Delta Air Lines announced that its auditors, Deloitte & Touche, had questioned its “ability to continue as a going concern.” Last week the company revealed a restructuring plan that would cut up to 7,000 jobs over the next 18 months.
This week’s announcement, and an 8-K filing that also revised Delta’s 2003 annual report, acknowledged that the airline’s operations had been hindered by labor problems, shrinking liquidity, and narrower margins due to high fuel prices. “Our unencumbered assets are limited, our credit ratings have been substantially lowered and our cost structure is materially higher than that of our competitors,” Delta reported in its filing.
Delta also painted a bleak picture of the sector as a whole. “Since the terrorist attacks of September 11, 2001, the airline industry has experienced fundamental and lasting changes, including substantial revenue declines and cost increases, which have resulted in industry-wide liquidity issues,” the company stated. Although global economic conditions have improved since then, the industry has continued to experience “a reduction in high-yield business travel and increased price sensitivity in customers’ purchasing behavior.” Delta added that aircraft fuel prices are near their historic highs and that “we expect all of these conditions will continue.”
Should Delta file Chapter 11, it will share that fate with US Airways — which filed for the second time Sunday and will suffer the ignominy of being delisted from Nasdaq on September 22 — as well as number-two air carrier United Airlines and several smaller airlines.
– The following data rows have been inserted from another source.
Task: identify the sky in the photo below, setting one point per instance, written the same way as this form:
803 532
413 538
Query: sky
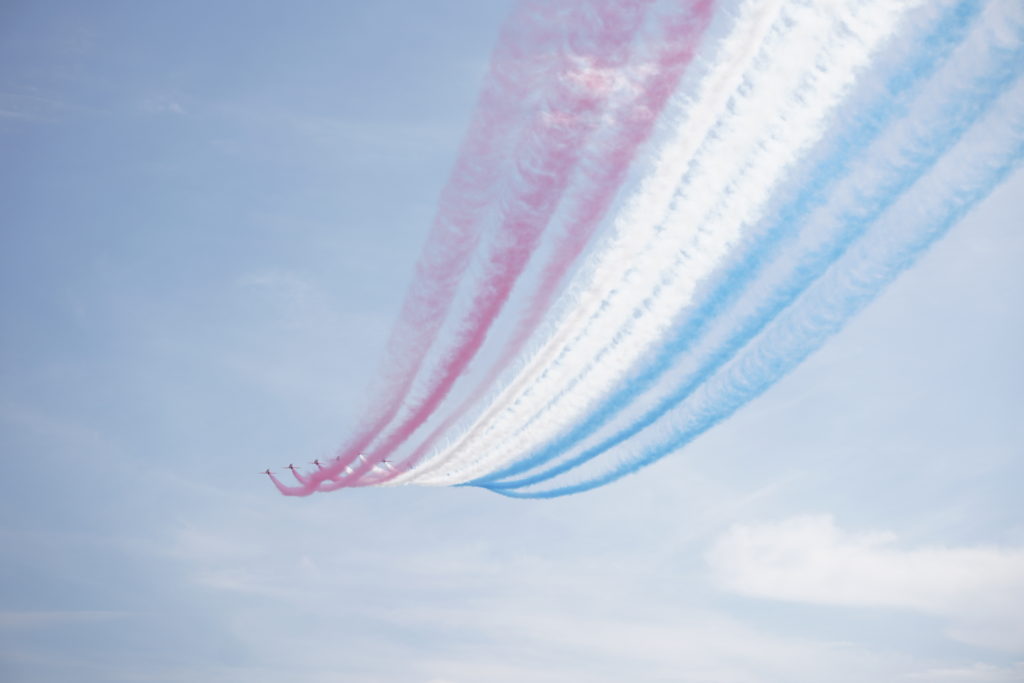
210 216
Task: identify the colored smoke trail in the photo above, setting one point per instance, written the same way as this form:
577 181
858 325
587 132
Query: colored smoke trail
866 123
549 153
844 42
635 228
845 293
785 195
633 124
520 60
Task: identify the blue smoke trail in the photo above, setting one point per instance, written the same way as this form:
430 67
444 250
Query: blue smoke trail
900 86
825 313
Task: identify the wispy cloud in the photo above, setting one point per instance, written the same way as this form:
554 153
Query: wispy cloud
44 619
809 559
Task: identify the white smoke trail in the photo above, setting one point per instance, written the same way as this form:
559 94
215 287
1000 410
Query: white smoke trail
992 150
780 111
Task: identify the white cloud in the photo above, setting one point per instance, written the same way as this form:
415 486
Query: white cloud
979 673
809 559
43 619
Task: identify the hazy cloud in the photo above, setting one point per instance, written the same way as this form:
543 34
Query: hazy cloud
809 559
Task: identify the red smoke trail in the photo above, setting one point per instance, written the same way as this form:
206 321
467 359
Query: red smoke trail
549 155
520 60
632 126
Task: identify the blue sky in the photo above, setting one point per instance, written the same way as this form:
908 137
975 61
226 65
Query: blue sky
210 214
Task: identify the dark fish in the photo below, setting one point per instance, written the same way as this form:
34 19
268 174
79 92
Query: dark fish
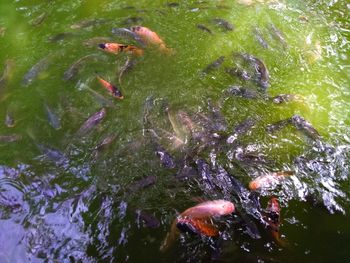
89 23
73 70
249 200
260 68
93 42
107 141
150 38
277 125
129 65
278 35
39 19
114 90
298 122
116 48
2 31
273 219
286 98
237 72
165 158
259 37
10 138
128 34
303 125
133 20
52 116
61 36
219 121
227 26
34 72
9 120
141 184
242 92
101 99
214 65
186 172
240 129
250 227
7 73
245 126
245 157
204 28
207 177
269 180
147 219
54 155
91 122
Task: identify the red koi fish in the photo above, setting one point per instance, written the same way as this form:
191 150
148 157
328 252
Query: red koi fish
111 88
116 48
150 37
272 217
197 219
209 209
268 181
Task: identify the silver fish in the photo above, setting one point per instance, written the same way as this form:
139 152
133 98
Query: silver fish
10 138
91 122
76 66
128 34
52 116
9 66
35 70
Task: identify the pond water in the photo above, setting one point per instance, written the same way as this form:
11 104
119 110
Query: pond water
181 127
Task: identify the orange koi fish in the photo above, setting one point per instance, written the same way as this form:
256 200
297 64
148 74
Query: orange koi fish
116 48
111 88
268 181
150 37
197 219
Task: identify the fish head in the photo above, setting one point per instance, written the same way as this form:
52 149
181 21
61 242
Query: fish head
254 185
224 207
273 205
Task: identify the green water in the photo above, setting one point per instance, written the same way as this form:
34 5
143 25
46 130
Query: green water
76 212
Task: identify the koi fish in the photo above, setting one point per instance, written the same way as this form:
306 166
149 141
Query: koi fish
268 181
149 37
112 89
204 28
197 219
116 48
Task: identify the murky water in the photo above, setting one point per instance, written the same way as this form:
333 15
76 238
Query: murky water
64 197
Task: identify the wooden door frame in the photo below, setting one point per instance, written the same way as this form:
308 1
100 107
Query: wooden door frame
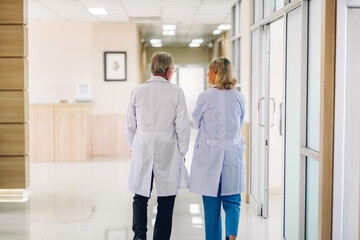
327 103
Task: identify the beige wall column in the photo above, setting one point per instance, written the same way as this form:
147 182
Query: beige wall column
14 104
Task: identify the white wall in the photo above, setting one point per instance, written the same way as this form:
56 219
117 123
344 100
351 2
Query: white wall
62 54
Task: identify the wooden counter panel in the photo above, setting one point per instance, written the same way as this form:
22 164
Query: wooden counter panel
14 139
103 132
42 133
14 106
14 74
13 41
71 133
13 12
14 172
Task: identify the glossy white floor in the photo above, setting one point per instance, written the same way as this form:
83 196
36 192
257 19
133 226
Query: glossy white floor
90 201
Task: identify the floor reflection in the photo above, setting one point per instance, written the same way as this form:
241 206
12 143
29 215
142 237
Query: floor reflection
90 201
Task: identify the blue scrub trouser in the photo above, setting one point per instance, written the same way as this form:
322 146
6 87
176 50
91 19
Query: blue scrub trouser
212 209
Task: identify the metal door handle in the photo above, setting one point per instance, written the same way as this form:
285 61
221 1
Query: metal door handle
280 125
273 112
258 114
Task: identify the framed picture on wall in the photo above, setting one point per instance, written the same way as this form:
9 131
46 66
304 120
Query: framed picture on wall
115 66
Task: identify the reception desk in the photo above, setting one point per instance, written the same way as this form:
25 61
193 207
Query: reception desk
60 132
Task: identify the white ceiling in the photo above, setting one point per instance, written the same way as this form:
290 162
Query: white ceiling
194 18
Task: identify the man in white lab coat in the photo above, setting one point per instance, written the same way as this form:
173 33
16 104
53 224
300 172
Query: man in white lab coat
157 133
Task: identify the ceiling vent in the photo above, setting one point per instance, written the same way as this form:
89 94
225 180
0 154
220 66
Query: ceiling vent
144 19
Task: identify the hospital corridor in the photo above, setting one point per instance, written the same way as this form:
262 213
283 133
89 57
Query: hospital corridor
82 84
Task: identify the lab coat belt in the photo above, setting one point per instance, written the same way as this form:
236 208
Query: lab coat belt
223 142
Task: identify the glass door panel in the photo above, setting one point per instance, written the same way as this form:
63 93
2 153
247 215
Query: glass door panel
312 198
292 126
260 119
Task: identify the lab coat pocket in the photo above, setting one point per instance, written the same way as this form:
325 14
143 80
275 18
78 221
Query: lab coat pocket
183 176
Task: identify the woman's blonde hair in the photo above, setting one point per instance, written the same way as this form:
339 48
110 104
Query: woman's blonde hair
225 74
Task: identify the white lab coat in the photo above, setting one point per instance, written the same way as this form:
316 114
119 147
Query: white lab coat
219 146
157 132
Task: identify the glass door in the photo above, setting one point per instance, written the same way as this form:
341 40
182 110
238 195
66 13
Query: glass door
260 122
291 197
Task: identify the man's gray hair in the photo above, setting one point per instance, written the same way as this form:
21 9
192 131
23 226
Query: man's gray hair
160 61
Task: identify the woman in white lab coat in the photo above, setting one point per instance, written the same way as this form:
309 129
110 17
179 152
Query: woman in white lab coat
157 132
218 168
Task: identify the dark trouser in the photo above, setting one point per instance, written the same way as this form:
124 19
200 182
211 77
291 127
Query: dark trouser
163 223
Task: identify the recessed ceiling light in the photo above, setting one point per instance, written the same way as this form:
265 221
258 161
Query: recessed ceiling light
169 27
192 44
216 31
197 41
98 11
152 41
157 45
169 33
224 26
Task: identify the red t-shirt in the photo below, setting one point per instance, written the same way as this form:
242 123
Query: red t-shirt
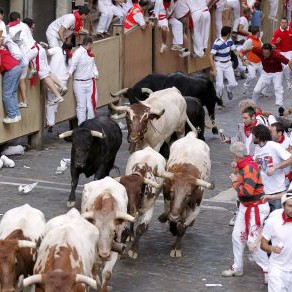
285 44
273 63
7 61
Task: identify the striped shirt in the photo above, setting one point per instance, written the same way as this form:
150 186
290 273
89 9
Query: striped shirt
221 49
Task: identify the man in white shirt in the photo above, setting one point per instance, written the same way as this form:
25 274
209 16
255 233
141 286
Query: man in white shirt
272 159
277 240
85 74
61 30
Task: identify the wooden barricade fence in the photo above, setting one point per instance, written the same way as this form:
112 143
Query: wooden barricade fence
122 60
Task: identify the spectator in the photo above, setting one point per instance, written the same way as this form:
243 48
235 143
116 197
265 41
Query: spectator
11 70
272 159
59 64
221 65
252 211
85 74
272 71
61 29
282 42
277 240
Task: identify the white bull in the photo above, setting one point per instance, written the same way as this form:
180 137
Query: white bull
104 203
67 255
152 122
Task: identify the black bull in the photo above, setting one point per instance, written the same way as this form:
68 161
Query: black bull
93 155
197 85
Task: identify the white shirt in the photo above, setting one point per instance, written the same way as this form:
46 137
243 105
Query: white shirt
244 22
279 234
267 156
3 28
83 66
67 21
58 64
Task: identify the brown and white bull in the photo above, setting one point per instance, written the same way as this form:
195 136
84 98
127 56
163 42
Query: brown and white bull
104 203
143 189
20 230
152 122
66 257
188 170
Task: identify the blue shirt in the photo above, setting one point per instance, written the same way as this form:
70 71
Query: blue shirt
221 49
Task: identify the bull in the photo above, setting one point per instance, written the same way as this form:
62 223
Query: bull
95 144
197 85
104 203
186 173
66 257
153 121
143 189
21 229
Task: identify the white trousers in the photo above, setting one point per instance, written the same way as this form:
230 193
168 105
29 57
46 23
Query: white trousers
240 238
200 36
235 6
106 16
253 70
51 110
84 108
224 70
264 80
279 280
286 68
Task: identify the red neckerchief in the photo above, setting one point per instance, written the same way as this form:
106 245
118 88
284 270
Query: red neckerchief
281 139
90 54
13 23
248 160
78 22
285 218
247 129
68 53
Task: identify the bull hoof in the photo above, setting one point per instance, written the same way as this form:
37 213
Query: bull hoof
132 254
71 204
162 218
175 253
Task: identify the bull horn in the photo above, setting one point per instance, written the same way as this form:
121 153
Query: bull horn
152 183
118 93
94 284
157 112
164 174
34 279
97 134
204 184
119 108
88 215
26 243
125 216
146 90
66 134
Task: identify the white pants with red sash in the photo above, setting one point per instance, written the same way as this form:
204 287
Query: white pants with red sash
83 91
240 238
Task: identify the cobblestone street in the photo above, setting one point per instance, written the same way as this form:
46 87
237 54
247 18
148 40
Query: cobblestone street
206 247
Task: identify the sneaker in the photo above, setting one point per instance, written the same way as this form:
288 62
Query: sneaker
177 48
232 220
63 90
230 95
56 100
7 162
231 272
163 48
23 104
8 120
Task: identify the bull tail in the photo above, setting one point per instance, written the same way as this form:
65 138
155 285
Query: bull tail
192 127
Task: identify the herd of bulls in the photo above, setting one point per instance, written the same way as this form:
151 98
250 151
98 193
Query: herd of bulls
72 251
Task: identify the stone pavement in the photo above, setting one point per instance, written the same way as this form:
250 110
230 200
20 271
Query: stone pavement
206 249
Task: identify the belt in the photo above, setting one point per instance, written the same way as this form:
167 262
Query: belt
83 79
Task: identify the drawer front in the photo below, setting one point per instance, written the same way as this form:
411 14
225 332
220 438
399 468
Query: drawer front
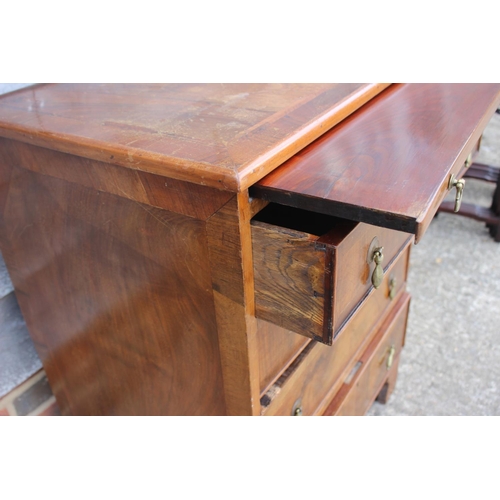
312 271
319 370
370 372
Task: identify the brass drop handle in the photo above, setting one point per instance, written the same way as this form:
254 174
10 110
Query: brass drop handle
390 359
392 288
459 184
378 272
468 161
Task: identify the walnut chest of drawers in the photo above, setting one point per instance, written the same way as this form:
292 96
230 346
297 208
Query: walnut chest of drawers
225 249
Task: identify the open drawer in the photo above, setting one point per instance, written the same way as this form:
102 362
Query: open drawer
390 163
312 271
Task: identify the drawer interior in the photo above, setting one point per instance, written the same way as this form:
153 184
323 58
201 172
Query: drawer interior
311 271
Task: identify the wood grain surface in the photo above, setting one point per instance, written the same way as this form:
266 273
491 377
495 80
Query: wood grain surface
389 163
222 135
230 257
311 270
357 395
319 370
117 296
177 196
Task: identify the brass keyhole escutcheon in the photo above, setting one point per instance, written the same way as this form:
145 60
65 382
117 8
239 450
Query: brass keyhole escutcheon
392 288
390 358
459 184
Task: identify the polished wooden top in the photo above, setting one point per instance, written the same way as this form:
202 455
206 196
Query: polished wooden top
389 163
222 135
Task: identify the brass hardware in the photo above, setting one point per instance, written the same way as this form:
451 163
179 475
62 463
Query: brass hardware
459 184
392 288
390 359
378 272
468 161
375 254
297 408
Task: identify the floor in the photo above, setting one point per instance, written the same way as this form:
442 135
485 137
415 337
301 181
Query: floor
450 363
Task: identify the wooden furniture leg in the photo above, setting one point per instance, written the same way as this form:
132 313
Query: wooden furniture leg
390 383
490 216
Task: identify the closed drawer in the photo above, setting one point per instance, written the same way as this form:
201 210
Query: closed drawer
319 371
371 370
312 270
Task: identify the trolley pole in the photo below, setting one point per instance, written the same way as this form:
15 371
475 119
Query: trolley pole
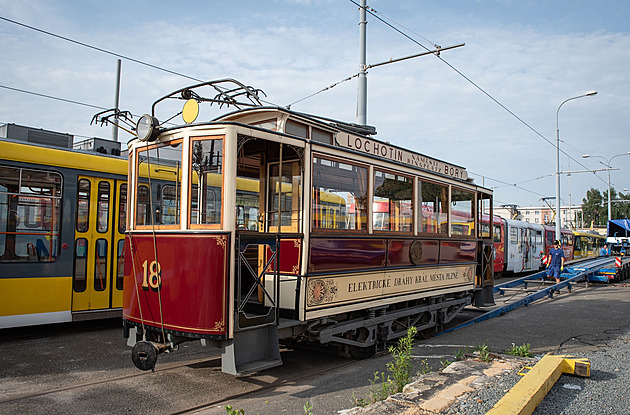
116 100
362 98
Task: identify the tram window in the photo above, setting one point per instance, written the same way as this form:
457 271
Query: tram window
207 181
40 183
290 183
30 213
100 265
340 188
83 205
143 207
484 205
392 209
122 208
462 211
321 136
169 203
433 199
267 124
79 279
102 223
162 164
297 129
497 234
120 259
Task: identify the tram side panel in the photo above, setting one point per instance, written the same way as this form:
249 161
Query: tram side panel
178 282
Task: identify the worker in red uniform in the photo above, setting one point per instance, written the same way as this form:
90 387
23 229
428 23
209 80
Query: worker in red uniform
556 261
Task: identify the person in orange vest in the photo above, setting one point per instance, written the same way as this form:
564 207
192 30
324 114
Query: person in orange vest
555 263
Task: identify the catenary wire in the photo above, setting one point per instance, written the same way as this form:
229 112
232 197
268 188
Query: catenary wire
373 13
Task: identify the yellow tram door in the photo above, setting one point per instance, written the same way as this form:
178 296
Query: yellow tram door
91 282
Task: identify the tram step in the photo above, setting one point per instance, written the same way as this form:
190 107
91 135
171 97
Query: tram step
251 351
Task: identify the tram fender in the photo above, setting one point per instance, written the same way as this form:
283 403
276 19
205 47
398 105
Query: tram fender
251 351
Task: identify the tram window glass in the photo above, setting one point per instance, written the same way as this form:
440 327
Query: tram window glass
296 129
462 211
100 265
289 203
122 208
83 205
567 239
267 124
143 207
434 203
102 223
30 213
496 237
484 204
120 259
321 136
79 278
248 191
163 163
207 181
339 195
169 202
392 209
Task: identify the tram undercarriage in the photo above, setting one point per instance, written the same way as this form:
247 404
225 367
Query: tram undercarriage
357 334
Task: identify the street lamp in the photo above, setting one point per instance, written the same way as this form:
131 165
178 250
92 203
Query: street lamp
608 168
588 94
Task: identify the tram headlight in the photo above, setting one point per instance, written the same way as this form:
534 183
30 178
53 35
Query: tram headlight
146 128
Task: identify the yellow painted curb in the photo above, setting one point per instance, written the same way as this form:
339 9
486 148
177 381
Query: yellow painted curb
525 396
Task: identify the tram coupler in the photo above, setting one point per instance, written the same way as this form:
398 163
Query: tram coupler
144 354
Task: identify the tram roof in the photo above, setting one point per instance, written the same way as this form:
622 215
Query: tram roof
352 137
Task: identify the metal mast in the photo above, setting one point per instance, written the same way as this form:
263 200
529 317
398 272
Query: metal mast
116 100
362 93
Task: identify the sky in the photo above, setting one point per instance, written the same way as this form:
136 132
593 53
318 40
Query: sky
489 106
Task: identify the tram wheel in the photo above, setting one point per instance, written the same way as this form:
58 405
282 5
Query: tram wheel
144 355
363 352
427 333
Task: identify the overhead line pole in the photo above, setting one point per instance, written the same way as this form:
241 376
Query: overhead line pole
362 93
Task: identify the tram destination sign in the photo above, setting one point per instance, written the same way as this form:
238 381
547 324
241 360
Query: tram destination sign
376 148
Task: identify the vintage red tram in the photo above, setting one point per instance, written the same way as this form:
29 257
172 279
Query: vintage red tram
259 226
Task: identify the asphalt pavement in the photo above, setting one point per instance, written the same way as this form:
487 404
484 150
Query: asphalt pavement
38 371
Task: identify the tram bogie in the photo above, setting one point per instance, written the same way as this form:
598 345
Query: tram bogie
286 227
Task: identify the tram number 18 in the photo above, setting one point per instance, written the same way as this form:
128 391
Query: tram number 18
151 275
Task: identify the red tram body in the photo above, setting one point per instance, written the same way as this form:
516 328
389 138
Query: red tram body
259 227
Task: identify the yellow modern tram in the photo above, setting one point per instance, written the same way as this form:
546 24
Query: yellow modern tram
62 224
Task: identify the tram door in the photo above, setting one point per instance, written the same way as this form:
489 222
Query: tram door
96 251
268 204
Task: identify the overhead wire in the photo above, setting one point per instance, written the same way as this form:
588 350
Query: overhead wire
373 12
118 55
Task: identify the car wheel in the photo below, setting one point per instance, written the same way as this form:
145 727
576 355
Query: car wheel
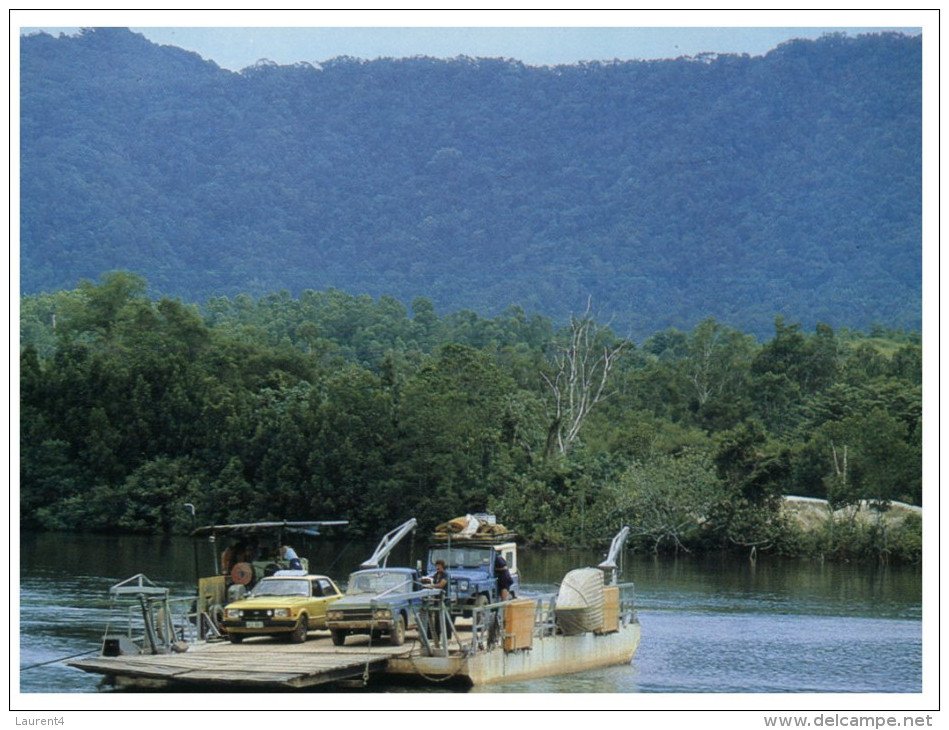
298 635
397 635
Delta — which has about $20 billion of debt outstanding, according to the Associated Press — also noted that access to and costs of borrowing on credit markets have also increased since the September 11 attacks. Moody’s Investors Service now gives a rating of Caa3 to the company’s senior unsecured long-term debt; Standard & Poor’s, which gives Delta a rating of CCC-, has lowered that rating four times this year alone.